Yuhan Vevaina: Khorshed Jungalwala Memorial Lecture at the XVI NAZC 2012

December 11, 2012

Yuhan Vevaina Delivers the Khorshed Jungalwala Memorial Lecture: XVI NAZC 2012 from ZAGNY on Vimeo.

Thinking with Zoroastrianism in the 21st Century

As a 3,500 year-old religious tradition, the Zarathushti religion is one of the oldest living faiths still practiced globally. While this confers enormous prestige upon its adherents, the antiquity of the Zarathushti religion itself makes the maintenance of these age-old religious beliefs and practices especially challenging in the 21st century. This paper will address both the remarkable conservatism and the profound changes that have been embraced by modern Zarathushtis in an attempt to pose a basic question: “Where do we go from here?” Biography Dr. Yuhan Sohrab-Dinshaw Vevaina received his M.A. in 2003 and his Ph.D. in 2007 from the Department of Near Eastern Languages and Civilizations, Harvard University. He served as a Postdoctoral Fellow in the Undergraduate Core Curriculum and as the Lecturer on Old Iranian at Harvard from 2007 to 2009.

He was a Fellow of the National Endowment for the Humanities in 2010 and is currently a Lecturer in the Department of Religious Studies at Stanford University.
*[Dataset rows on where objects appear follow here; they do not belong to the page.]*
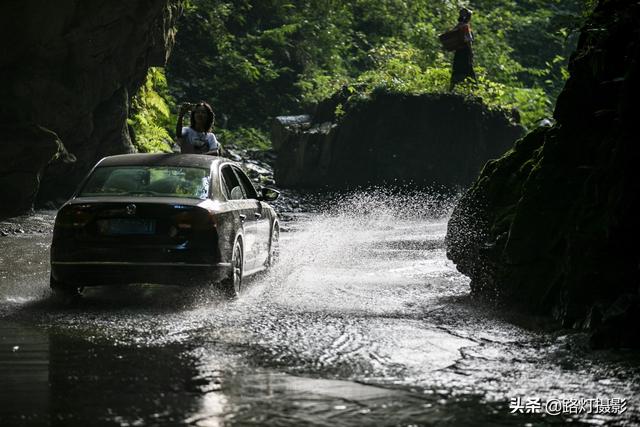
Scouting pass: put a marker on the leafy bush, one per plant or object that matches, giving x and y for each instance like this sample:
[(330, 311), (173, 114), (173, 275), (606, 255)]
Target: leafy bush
[(150, 115), (254, 60)]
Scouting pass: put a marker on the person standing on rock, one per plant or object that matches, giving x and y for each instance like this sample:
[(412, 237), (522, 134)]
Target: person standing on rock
[(197, 137), (463, 56)]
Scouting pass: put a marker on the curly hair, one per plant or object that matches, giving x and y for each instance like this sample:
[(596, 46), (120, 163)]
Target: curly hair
[(210, 115), (465, 15)]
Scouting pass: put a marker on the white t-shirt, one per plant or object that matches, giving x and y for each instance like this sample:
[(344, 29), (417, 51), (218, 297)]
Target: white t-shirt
[(201, 141)]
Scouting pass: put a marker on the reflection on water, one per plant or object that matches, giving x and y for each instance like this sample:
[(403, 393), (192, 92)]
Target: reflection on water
[(363, 321)]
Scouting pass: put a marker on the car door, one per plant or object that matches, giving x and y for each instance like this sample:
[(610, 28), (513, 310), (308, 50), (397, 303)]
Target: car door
[(244, 210), (262, 220)]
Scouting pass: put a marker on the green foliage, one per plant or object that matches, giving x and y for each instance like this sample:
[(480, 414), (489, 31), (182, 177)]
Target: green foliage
[(150, 115)]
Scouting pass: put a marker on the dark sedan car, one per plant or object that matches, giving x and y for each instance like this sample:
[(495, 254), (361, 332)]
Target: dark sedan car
[(166, 219)]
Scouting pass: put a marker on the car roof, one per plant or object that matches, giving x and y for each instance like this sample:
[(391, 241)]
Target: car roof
[(162, 159)]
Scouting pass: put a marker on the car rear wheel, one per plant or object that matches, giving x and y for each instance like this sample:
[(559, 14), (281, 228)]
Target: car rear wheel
[(274, 247), (233, 283)]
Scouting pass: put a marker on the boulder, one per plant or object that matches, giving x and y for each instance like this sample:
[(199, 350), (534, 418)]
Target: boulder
[(430, 139), (70, 67), (551, 227)]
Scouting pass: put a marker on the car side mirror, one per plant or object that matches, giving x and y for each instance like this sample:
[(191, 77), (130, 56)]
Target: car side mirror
[(268, 194)]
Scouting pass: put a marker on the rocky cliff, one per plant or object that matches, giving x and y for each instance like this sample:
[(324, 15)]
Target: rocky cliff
[(553, 225), (68, 70), (437, 139)]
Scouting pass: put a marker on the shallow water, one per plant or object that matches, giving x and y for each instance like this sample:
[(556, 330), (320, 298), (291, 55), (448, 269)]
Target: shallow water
[(363, 322)]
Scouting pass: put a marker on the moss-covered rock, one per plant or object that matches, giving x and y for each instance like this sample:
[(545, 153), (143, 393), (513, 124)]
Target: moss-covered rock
[(552, 226), (71, 67), (441, 139)]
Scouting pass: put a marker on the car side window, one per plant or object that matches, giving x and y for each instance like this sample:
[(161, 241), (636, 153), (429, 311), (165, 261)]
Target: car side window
[(247, 186), (230, 185)]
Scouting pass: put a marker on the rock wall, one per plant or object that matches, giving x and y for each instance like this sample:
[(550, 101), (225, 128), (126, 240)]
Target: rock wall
[(439, 139), (553, 225), (68, 69)]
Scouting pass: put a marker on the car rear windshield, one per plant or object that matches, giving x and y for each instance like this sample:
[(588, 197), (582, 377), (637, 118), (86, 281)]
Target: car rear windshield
[(148, 181)]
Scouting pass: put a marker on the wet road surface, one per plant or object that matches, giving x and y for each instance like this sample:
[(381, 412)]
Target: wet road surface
[(363, 322)]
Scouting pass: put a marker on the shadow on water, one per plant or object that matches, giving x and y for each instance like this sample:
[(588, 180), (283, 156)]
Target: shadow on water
[(363, 322)]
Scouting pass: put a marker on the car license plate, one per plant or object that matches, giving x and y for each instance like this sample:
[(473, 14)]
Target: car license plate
[(120, 226)]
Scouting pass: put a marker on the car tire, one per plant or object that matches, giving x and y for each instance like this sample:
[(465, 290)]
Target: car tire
[(232, 284), (274, 247)]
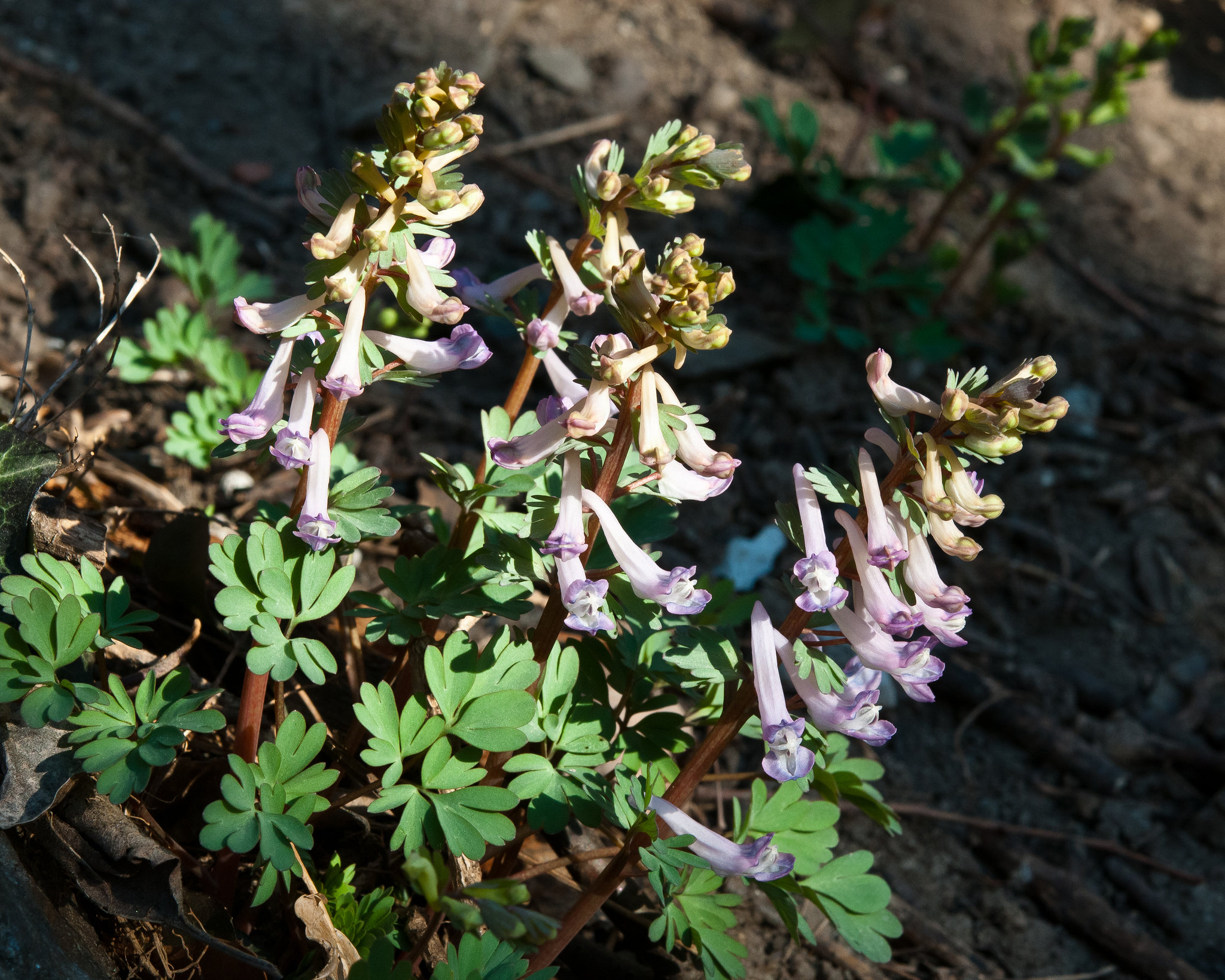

Yuhan teaches a number of courses related to the Zarathushti religion, including “Old Persian and Middle Persian Language and Literature”, “Winged Bulls and Sun Disks: Religion and Politics in the Persian Empire”, and “Priests, Prophets, and Kings: Religion and Society in Late Antique Iran”. In the field of Zoroastrianism he has taught “Beyond Good and Evil: A Thematic Introduction to the Zoroastrian Religion” and, most recently, “Sugar in the Milk: Modern Zoroastrianism as Race, Religion, and Ethnicity”. He is currently working on a book project on Zarathushti hermeneutics in Late Antiquity to be published by Harrassowitz Verlag of Wiesbaden, Germany and is a co-editor of the forthcoming, The Blackwell Companion to the Study of Zoroastrianism to be published by Wiley-Blackwell of Oxford, UK.